Large Language Models (LLMs) have shown remarkable results on various complex reasoning benchmarks. The reasoning capabilities of LLMs enable them to execute function calls, using user-provided functions to overcome their inherent limitations, such as knowledge cutoffs, poor arithmetic skills, or lack of access to private data. This development has expanded LLMs' scope to include multi-function calling, where LLMs are equipped with a variety of functions and select the proper functions based on the context. Multi-function calling abilities of LLMs have catalyzed LLM-based software development, allowing them to tackle more complex problems. However, current methods for multi-function calling often require sequential reasoning and acting for each function which can result in high latency, cost, and sometimes inaccurate behavior. To address this, we introduce LLMCompiler, which executes functions in parallel to efficiently orchestrate multi-function calling. Drawing from the principles of classical compilers, LLMCompiler streamlines parallel function calling with three components: (i) an LLM Planner, formulating execution strategies and dependencies; (ii) a Task Fetching Unit, dispatching function calling tasks; and (iii) an Executor, executing these tasks in parallel. LLMCompiler automatically computes an optimized orchestration for the function calls and can be used with open-source models such as LLaMA-2. We have benchmarked LLMCompiler on a range of tasks including cases with non-trivial inter-dependency between function calls, as well as cases that require dynamic replanning based on intermediate results. We observe consistent latency speedup of up to 3.7x, cost savings of up to 6.7x, and accuracy improvement of up to ~9% as compared to ReAct. Additionally, LLMCompiler achieves up to 1.35x latency gain over OpenAI's recent parallel function calling, while achieving similar accuracy.

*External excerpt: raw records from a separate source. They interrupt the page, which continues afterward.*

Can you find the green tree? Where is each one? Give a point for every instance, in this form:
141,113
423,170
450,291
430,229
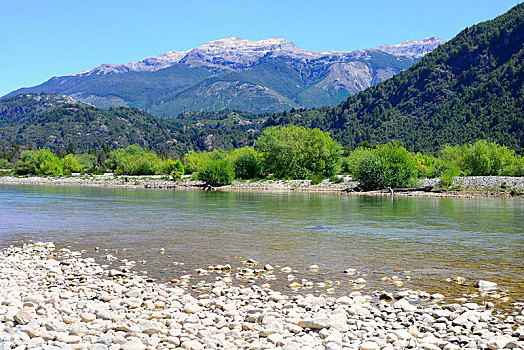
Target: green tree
389,165
297,152
246,163
134,160
217,172
71,164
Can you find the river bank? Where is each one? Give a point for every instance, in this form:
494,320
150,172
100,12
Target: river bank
61,300
462,187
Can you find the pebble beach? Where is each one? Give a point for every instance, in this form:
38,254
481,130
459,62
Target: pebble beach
59,299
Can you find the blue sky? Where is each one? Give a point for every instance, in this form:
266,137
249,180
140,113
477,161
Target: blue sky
45,38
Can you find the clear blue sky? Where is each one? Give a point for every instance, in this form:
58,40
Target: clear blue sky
45,38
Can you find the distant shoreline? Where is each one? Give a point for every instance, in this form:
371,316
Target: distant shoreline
478,186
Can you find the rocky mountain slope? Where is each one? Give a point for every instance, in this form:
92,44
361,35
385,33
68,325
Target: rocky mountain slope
470,88
260,76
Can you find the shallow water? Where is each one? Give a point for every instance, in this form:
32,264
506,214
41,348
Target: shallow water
434,238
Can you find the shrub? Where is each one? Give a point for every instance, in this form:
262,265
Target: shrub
134,160
298,153
351,162
41,162
194,161
87,161
71,164
169,166
483,158
448,175
246,163
389,165
217,172
4,164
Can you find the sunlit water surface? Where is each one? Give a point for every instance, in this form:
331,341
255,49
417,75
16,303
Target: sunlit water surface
434,238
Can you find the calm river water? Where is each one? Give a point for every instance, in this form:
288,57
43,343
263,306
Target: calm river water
434,238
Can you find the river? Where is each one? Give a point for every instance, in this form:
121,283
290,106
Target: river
423,241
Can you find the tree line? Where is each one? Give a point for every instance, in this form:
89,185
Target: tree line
290,152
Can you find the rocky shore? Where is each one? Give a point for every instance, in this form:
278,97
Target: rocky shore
58,299
464,187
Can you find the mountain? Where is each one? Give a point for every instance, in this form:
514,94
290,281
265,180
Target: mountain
259,76
22,108
55,121
471,87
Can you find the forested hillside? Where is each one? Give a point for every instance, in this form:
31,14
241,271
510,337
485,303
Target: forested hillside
470,88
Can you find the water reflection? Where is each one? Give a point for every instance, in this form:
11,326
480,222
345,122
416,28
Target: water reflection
435,238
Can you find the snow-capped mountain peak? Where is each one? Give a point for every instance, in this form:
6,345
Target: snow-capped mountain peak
236,53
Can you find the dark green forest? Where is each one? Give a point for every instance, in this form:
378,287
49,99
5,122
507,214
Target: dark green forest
470,88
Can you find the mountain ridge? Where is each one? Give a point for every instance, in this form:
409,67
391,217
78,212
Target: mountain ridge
160,84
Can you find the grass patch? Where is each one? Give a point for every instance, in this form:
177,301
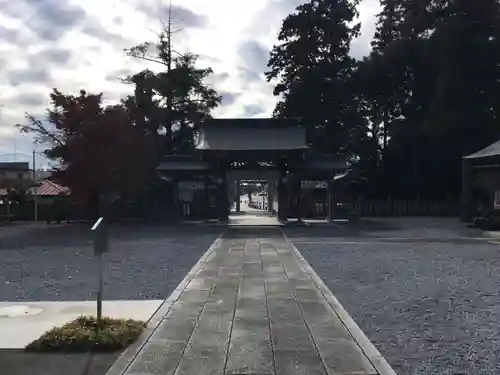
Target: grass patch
80,336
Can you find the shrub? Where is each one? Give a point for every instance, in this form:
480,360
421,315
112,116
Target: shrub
80,335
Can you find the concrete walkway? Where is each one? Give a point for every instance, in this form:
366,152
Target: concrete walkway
254,306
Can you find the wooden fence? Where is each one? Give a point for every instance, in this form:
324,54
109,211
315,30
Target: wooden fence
404,208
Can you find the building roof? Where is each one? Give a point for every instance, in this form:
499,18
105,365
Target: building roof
15,166
487,152
182,165
326,162
48,188
251,135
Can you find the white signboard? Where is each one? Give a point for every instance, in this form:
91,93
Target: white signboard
307,184
191,185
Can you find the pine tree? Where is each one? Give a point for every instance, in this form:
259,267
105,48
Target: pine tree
314,71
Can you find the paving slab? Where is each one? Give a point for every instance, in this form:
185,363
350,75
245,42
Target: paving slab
254,307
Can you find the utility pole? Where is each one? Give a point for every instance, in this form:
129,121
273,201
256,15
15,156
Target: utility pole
169,75
35,192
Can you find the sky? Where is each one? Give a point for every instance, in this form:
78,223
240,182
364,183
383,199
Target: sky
73,45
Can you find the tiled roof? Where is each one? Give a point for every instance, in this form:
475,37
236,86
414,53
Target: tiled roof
487,152
251,135
48,188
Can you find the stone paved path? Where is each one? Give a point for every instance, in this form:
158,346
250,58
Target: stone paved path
251,309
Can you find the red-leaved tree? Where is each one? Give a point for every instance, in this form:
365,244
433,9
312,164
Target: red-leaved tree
98,149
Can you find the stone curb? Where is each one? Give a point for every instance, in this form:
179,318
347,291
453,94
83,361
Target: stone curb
371,352
126,358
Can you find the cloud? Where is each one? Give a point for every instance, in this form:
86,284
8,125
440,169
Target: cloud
29,99
73,45
181,16
229,98
8,34
50,57
50,19
253,110
29,76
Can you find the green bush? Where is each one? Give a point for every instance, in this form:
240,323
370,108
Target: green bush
80,336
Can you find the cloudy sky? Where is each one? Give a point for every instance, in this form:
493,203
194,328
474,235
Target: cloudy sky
73,45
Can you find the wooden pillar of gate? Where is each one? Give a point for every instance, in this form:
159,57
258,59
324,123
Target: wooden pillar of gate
238,190
222,196
466,205
282,194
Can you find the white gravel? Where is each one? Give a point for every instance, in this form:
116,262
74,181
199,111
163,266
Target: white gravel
57,264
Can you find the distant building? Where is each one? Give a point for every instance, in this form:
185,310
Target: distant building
13,174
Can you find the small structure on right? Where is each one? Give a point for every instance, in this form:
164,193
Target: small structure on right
481,182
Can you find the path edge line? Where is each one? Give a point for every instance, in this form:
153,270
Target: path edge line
125,359
378,361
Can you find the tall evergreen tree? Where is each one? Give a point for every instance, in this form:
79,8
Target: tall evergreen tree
314,71
174,100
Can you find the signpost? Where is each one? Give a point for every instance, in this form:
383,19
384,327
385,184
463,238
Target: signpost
101,241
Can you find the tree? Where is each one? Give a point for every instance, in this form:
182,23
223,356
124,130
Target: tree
176,99
98,149
314,72
433,76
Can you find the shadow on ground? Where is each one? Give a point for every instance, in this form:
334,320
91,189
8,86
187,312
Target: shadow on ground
17,362
418,227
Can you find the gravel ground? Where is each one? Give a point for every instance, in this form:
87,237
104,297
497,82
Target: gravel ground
57,263
430,306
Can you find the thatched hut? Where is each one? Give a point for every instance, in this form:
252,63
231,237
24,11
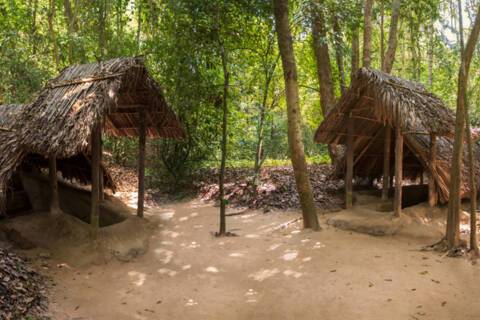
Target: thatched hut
117,97
377,104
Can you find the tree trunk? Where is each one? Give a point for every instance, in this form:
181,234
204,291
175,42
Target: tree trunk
432,189
367,33
285,44
392,38
453,218
52,174
471,158
397,203
324,72
269,71
338,40
142,138
226,84
139,24
96,149
71,22
349,165
382,33
51,30
386,162
355,63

翻译：大型语言模型（LLM）已在多种复杂推理基准测试中展现出卓越成果。其推理能力使其能够通过调用用户提供的函数来执行操作，从而克服知识截止、算术能力薄弱或无法访问私有数据等固有局限。这一发展将LLM的应用范围扩展至多函数调用场景——模型配备多种函数并根据上下文选择合适函数。LLM的多函数调用能力推动了基于LLM的软件开发，使其能够处理更复杂的问题。然而，当前多函数调用方法通常需要对每个函数进行顺序推理与执行，导致高延迟、高成本及偶发的不准确行为。为此，我们提出LLMCompiler，通过并行执行函数高效编排多函数调用。借鉴传统编译器原理，LLMCompiler包含三个组件以精简并行函数调用：（i）LLM规划器——制定执行策略与依赖关系；（ii）任务获取单元——分派函数调用任务；（iii）执行器——并行执行这些任务。LLMCompiler可自动计算函数调用的最优编排方案，并兼容LLaMA-2等开源模型。我们在涵盖函数调用间复杂依赖关系的任务及需基于中间结果动态重规划的场景中对其进行基准测试。实验表明，相较于ReAct，LLMCompiler实现最高3.7倍延迟加速、6.7倍成本节约及约9%的精度提升。此外，与OpenAI最新并行函数调用方案相比，LLMCompiler在保持相近精度的同时，额外获得最高1.35倍的延迟增益。